L'Allemagne concentre à elle seule plusieurs acteurs de premier plan, à l’image de Renk, leader mondial des transmissions pour véhicules militaires, Secunet, spécialiste de la cybersécurité et de la souveraineté numérique ou Bilfinger, acteur majeur des services industriels et de l'optimisation des infrastructures. Le profil des small et mid caps européennes semble particulièrement adapté au nouveau contexte géopolitique. Plus domestiques que les grandes multinationales, elles sont moins exposées aux tensions internationales et davantage positionnées sur les programmes d'investissement nationaux ou régionaux. Leur agilité, leur positionnement sur des niches de marché à forte valeur ajoutée et leur gouvernance souvent entrepreneuriale restent également des avantages compétitifs importants. Des atouts qui favorisent généralement une croissance bénéficiaire supérieure sur longue période.

Le retour des fusions/acquisitions: un signal historiquement favorable

Autre catalyseur majeur, les opérations de fusions-acquisitions reprennent progressivement en Europe, après deux années de ralentissement causé par la remontée des coûts de financement. Les fonds de private equity disposent toujours de niveaux records de liquidités à investir tandis que de nombreux groupes industriels cherchent à renforcer leurs positions sur des marchés de niche. Les récentes opérations illustrent ce regain d'intérêt: DCC racheté par KKR et ECP, Intertek par EQT, Adevinta par Permira et Blackstone, Beazly par Zurich Insurance, pour n’en citer que quelques-unes. Historiquement, les phases de reprise des M&A constituent un soutien important pour les petites capitalisations, en créant des primes d'acquisition et en servant de référence pour la valorisation de sociétés cotées comparables.

La réouverture du marché des introductions en Bourse renforce le cycle

Le marché primaire européen montre également des signes tangibles d'amélioration après plusieurs années difficiles. Plusieurs introductions en Bourse - Vincorion, Electrovac, Asta Energy, NOBA Bank... – ont rencontré un accueil favorable des investisseurs, démontrant un retour progressif de l'appétit pour le risque. La réouverture du marché des IPOs est un indicateur avancé important: elle témoigne d'un regain de confiance des investisseurs dans les perspectives de croissance des entreprises européennes et contribue à restaurer la liquidité du segment des small et mid caps.

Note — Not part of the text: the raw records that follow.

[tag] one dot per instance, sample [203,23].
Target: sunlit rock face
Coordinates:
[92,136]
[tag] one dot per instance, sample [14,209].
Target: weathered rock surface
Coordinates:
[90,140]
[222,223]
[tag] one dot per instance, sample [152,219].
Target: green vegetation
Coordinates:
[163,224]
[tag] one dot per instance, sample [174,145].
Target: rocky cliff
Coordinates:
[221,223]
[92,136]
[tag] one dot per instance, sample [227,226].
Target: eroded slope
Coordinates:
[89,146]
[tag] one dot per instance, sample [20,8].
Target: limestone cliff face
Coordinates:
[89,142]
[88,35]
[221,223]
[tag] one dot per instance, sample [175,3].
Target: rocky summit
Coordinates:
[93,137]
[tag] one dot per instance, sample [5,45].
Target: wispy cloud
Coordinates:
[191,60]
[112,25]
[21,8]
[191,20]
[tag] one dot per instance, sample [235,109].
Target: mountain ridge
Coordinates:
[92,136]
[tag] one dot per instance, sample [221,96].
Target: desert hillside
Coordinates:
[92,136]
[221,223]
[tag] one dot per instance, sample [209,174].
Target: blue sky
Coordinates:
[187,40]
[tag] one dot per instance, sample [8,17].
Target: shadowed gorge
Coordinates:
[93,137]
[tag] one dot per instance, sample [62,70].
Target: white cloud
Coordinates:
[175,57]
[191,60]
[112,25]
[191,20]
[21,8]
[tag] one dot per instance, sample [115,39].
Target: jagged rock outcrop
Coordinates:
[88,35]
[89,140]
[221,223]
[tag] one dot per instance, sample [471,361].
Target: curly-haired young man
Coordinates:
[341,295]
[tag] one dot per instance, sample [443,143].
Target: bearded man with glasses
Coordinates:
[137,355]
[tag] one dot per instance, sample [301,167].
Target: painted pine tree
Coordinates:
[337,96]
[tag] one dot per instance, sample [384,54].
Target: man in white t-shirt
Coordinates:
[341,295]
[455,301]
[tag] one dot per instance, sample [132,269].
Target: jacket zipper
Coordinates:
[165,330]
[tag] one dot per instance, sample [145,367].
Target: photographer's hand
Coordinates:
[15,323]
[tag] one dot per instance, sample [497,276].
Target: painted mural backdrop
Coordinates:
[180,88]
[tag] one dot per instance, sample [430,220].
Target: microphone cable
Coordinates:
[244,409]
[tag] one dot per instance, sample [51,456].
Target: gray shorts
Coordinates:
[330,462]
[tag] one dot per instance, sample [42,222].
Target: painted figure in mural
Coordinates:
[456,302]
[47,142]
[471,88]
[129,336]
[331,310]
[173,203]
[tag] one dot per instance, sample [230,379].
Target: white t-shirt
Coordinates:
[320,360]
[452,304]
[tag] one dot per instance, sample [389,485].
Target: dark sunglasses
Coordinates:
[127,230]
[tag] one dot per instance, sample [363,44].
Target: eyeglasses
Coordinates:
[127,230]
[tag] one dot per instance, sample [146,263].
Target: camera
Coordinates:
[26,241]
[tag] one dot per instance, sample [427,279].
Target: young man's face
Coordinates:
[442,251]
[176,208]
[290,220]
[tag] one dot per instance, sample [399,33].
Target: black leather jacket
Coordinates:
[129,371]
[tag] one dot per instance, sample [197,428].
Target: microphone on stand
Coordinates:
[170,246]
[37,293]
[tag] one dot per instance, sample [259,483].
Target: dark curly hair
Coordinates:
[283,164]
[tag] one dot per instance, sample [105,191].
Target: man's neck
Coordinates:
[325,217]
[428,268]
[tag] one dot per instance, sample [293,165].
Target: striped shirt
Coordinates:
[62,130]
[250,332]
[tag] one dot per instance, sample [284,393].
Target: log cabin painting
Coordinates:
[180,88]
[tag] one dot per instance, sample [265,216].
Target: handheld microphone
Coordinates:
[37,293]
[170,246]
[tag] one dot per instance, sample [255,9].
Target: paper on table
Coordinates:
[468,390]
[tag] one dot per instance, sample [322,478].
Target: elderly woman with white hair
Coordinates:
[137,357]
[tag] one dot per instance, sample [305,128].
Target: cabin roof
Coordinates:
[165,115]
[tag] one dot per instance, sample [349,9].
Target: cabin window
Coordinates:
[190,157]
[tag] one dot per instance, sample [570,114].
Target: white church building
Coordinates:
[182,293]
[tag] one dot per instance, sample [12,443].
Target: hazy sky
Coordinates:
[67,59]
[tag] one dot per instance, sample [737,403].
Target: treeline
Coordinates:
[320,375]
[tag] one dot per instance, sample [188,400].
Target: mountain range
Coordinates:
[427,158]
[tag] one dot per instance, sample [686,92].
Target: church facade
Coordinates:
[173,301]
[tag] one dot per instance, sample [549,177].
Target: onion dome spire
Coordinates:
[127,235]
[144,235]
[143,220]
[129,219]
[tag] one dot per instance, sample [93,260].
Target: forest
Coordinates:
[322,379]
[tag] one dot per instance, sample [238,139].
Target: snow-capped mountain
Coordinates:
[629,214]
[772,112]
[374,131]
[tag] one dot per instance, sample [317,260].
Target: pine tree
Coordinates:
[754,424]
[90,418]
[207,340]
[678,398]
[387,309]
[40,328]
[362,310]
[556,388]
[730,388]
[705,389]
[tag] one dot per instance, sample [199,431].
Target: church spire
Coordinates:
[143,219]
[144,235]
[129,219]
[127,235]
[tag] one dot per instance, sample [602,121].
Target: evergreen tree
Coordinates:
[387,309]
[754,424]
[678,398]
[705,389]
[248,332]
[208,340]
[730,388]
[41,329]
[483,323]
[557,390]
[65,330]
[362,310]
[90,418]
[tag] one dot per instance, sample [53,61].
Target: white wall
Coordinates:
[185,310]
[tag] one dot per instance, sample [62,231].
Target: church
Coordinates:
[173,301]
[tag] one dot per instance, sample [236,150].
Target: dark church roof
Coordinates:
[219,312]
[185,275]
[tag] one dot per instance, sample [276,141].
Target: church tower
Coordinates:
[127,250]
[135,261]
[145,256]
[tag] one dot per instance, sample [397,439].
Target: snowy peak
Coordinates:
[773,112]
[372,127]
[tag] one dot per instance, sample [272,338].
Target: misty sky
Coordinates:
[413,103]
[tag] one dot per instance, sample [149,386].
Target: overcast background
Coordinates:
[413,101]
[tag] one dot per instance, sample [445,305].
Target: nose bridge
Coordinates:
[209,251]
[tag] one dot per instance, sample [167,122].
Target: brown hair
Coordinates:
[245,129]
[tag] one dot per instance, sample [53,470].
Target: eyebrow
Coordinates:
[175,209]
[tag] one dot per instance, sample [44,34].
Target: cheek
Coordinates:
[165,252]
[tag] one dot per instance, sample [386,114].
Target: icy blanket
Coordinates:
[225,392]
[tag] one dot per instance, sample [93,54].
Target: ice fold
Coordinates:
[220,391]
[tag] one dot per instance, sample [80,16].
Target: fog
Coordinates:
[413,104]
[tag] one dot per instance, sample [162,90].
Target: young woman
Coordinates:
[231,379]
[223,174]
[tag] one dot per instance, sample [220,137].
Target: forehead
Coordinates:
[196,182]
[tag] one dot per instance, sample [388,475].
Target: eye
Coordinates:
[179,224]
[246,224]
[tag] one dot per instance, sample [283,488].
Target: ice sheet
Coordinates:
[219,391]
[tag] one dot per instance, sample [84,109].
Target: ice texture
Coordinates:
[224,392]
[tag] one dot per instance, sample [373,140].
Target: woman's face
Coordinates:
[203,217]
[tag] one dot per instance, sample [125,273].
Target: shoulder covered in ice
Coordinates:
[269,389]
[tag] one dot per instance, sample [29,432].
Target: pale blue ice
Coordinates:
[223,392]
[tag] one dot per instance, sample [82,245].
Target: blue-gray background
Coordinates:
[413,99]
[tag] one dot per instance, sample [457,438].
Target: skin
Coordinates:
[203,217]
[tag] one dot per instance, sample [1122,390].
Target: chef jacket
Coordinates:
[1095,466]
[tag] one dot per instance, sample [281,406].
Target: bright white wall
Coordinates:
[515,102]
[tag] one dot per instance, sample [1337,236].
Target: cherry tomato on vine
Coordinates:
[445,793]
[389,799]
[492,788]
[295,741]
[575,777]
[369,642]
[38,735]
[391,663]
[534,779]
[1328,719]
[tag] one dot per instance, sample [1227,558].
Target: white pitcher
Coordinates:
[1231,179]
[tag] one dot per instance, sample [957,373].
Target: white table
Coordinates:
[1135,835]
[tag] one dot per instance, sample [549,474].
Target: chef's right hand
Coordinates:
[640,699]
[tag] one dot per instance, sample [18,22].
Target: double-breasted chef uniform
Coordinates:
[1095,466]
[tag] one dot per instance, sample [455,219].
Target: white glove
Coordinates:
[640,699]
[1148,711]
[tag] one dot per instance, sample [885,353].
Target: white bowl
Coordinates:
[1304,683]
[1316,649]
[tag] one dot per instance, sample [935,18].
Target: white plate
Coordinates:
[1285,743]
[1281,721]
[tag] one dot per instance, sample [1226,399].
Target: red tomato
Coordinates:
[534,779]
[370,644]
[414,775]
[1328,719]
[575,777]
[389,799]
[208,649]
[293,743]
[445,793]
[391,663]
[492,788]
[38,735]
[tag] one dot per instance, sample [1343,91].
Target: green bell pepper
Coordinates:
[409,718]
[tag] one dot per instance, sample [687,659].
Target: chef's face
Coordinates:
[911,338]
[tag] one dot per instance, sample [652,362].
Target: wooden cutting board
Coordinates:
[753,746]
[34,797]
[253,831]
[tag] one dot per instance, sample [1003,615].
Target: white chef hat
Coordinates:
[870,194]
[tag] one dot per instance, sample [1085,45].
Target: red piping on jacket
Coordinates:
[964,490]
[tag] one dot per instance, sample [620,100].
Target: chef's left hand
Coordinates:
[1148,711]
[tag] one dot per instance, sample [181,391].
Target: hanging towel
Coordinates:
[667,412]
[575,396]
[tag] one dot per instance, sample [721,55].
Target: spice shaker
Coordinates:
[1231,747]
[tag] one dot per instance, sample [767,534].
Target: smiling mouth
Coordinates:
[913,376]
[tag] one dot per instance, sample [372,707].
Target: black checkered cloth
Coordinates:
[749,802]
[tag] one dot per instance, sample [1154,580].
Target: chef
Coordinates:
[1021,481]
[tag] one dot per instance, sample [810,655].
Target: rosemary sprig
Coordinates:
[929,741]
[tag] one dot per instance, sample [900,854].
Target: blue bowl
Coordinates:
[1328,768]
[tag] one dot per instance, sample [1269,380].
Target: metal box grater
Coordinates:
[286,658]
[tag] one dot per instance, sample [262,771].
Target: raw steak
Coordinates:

Des valorisations toujours attractives

Malgré l'amélioration des perspectives, les valorisations restent particulièrement attractives. Les small caps européennes continuent d'afficher une décote par rapport aux grandes capitalisations, alors même que leurs perspectives bénéficiaires apparaissent aujourd'hui mieux orientées. Cette situation est selon nous d'autant plus intéressante que la combinaison d'une relance budgétaire sans précédent en Allemagne, du réarmement européen, du redémarrage des fusions-acquisitions et de la réouverture du marché primaire constitue un environnement rarement observé simultanément. Après plusieurs années de désaffection, les petites et moyennes valeurs européennes semblent bien réunir les ingrédients d'un changement de régime. Pour les investisseurs de long terme, cette classe d’actifs offre aujourd'hui une exposition privilégiée aux grandes priorités stratégiques européennes, ainsi qu’à des valorisations qui restent historiquement attractives.